I did, and I got a response very quickly from them. YSEQ always has courteous and prompt service, and in this one respect their service is quite satisfactory. They're allowing YFull access to my results, too.

So, since comparing results is so much fun with DNA tests, here's my Genesis GEDmatch from my YSEQ test:

Population

North_Atlantic: 45.16 Pct
Baltic: 26.98 Pct
West_Med: 13.36 Pct
West_Asian: 3.43 Pct
East_Med: 7.28 Pct
Red_Sea: 0.85 Pct
South_Asian: 1.25 Pct
East_Asian: -
Siberian: 0.86 Pct
Amerindian: 0.47 Pct
Oceanian: -
Northeast_African: 0.20 Pct
Sub-Saharan: 0.16 Pct

My pre-Genesis GEDmatch results from my FTDNA test, which remained static except for a reduction of my SSA from 0.16 to 0.15. Have to double-check to see if there's any other changes, but this is what it says now:

Population

North_Atlantic: 44.08 Pct
Baltic: 27.57 Pct
West_Med:13.67 Pct
West_Asian: 3.04 Pct
East_Med: 8.05 Pct
Red_Sea: 0.70 Pct
South_Asian: 1.39 Pct
East_Asian: -
Siberian: 0.91 Pct
Amerindian: 0.33 Pct
Oceanian: -
Northeast_African: 0.10 Pct
Sub-Saharan: 0.15 Pct

I'm waiting for my new YFull/YSEQ results, that might be a few days, but I uploaded to DNA.Land and really got a difference. Matter of fact, I should post that in the DNA.Land forum. Anyhow, this was really nice. Affordable WGS, a sign of a happy future.

MacUalraig
02-12-2019, 07:26 AM
I got my own WGSx30 back overnight, my sample got back to the lab on Dec 14th. The Y BAM is downloadable at 343Mb but the full BAM is 32Gb so I will be awaiting the postal version of that. Brief skim through the reports indicates they didn't find any new good quality Y SNPs that I didn't have already from my Y Elite 1.0 but I'm uploading it to YFull for a second opinion.

JamesKane
02-16-2019, 12:44 AM
Adding a set of histograms for YSEQ's WGS products as pertains to the Y chromosome. I may publish a link to a blog post that does all contigs with my 30x sample, but don't hold your breath. :biggrin1:

15x WGS: (Note: Two of these really seem to be 20x)
https://haplogroup-r.org/data/histograms/YSEQ-15x%20WGS.png

30x WGS:
https://haplogroup-r.org/data/histograms/YSEQ-30x%20WGS.png

50x WGS:
https://haplogroup-r.org/data/histograms/YSEQ-50x%20WGS.png

MacUalraig
02-26-2019, 09:29 AM
Got my disc with my full WGS bam yesterday so plenty to play around with now.

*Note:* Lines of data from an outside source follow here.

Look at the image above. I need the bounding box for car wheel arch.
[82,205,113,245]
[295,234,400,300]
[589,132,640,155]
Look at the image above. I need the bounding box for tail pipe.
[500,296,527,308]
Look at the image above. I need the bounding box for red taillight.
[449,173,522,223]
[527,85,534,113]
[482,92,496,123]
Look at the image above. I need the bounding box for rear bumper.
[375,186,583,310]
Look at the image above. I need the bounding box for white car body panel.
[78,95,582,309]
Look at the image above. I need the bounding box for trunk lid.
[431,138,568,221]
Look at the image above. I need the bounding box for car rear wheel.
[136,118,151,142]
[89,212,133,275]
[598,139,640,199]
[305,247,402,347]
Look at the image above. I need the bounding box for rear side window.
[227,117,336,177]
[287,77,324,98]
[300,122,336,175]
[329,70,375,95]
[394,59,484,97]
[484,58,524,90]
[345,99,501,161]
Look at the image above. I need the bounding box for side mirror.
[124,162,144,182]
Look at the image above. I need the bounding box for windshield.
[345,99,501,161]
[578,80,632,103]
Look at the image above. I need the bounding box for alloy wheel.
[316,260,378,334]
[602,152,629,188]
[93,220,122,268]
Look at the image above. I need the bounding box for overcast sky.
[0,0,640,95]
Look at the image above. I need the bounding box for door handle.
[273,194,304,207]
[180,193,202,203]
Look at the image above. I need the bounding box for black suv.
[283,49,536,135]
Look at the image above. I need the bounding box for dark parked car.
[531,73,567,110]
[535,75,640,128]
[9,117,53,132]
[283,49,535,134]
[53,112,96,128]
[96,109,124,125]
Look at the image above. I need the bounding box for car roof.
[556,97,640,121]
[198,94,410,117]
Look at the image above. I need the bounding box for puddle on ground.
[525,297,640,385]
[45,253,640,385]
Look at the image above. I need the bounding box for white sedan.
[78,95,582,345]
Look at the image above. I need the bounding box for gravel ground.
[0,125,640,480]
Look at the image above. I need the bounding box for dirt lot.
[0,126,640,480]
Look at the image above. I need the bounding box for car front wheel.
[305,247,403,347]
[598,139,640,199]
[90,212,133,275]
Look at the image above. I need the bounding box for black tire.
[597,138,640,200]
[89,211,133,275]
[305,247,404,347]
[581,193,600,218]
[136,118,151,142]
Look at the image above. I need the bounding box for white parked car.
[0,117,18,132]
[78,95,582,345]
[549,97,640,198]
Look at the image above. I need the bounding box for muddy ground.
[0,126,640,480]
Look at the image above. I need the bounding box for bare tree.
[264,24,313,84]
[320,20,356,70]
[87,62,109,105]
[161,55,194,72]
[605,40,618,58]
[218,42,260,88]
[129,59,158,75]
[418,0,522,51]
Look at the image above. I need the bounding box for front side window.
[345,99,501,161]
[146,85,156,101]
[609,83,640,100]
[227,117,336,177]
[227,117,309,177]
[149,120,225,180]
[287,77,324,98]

As regards coverage it seems to vary quite a bit and one x15 kit seems to have got as good depth as my x30 on the Y.
Mine: mean 14.67x median 14x (roughly the expected value for a WGSx30)
x15: mean 14.14x median 14x

Range seem to date on x15: mean 6.31-20.68x, median 4x-18x
DNA volume: 14 to 215 microL

JamesKane
03-02-2019, 02:08 PM
A very short blog post containing coverage histograms for the 30x WGS option on all chromosomes is now up. A Bit About WGS Testing (http://www.it2kane.org/2019/03/a-bit-about-wgs-testing/)

While the sample is sourced from YSEQ any test with 150 base pair reads running on Illumina equipment will look about the same.

MacUalraig
03-07-2019, 03:35 PM
Has anyone other than me tried doing a compare betweeen a real 23andMe report and YSEQ's mocked up 23andMe style report? I started with this as it seemed like a more manageable dataset but was surprised to be honest how many differences there are. Going through the whole thing could be quite a big task.

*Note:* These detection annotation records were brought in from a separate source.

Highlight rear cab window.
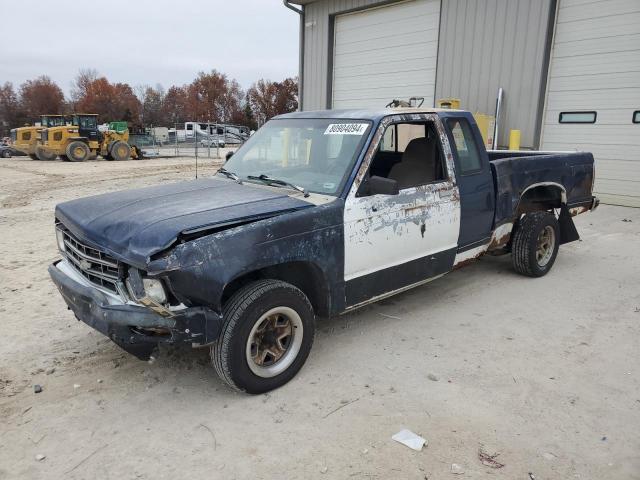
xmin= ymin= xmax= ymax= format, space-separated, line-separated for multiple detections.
xmin=447 ymin=118 xmax=482 ymax=175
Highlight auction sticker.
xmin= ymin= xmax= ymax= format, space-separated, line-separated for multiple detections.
xmin=324 ymin=123 xmax=369 ymax=135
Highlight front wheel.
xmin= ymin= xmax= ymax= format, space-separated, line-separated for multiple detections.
xmin=211 ymin=280 xmax=315 ymax=394
xmin=511 ymin=212 xmax=560 ymax=277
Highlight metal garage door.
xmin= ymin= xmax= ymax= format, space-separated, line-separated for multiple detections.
xmin=332 ymin=0 xmax=440 ymax=108
xmin=542 ymin=0 xmax=640 ymax=207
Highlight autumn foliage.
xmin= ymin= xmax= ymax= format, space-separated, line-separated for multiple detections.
xmin=0 ymin=70 xmax=298 ymax=135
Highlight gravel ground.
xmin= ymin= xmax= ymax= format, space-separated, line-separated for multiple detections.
xmin=0 ymin=158 xmax=640 ymax=480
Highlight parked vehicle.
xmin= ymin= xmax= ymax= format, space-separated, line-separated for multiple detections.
xmin=11 ymin=115 xmax=67 ymax=161
xmin=200 ymin=138 xmax=225 ymax=148
xmin=38 ymin=113 xmax=142 ymax=162
xmin=49 ymin=108 xmax=598 ymax=393
xmin=0 ymin=145 xmax=13 ymax=158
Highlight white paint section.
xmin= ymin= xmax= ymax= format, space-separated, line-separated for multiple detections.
xmin=332 ymin=0 xmax=440 ymax=108
xmin=344 ymin=186 xmax=460 ymax=281
xmin=542 ymin=0 xmax=640 ymax=207
xmin=344 ymin=114 xmax=460 ymax=281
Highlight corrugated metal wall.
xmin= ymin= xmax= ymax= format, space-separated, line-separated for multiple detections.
xmin=436 ymin=0 xmax=551 ymax=147
xmin=303 ymin=0 xmax=388 ymax=110
xmin=304 ymin=0 xmax=552 ymax=147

In one instance I found the YSEQ "23" call was contradicted not just be 23andMe and my new Dante VCF but the YSEQ BAM file! However despite looking good in IGV it is *missing* from the YSEQ VCF so presumably wasn't called and the 23 script then just wrote it up as ancestral AA instead of AG.

JamesKane
03-07-2019, 06:56 PM
Are you looking at the hg38 BAM? The 23andMe-mock report is done with an hg19/hg37 reference.

MacUalraig
03-07-2019, 10:08 PM
The comparison I am talking about is between the hg19 '23andme' mockup report from YSEQ and my real hg19 23andMe download file. So of course, any check I do in the hg38 BAM I have to convert. In fact in the specific case above I first used the hg38 coords from dbSNP and then double checked it manually using LiftOver to make sure.

There are several thousand diffs - don't have the exact figure to hand because the original query I did included the ones 23andMe genotype as 'II' or 'DD'. There are probably multiple issues accounting for them, but now I'm aware that it includes a subset which weren't called in the VCF I may just not bother.

If you have the same two files available for yourself I'd be interested to hear how you got on.

MacUalraig
03-07-2019, 10:21 PM
Just in case anyone does have the two files I refer to, the example I was talking about was chr6:104503363 (hg19) where my mockup file listed me as AA but 23andMe have me as AG. Dante VCF has 6A 10G and the YSEQ BAM has 7A 5G.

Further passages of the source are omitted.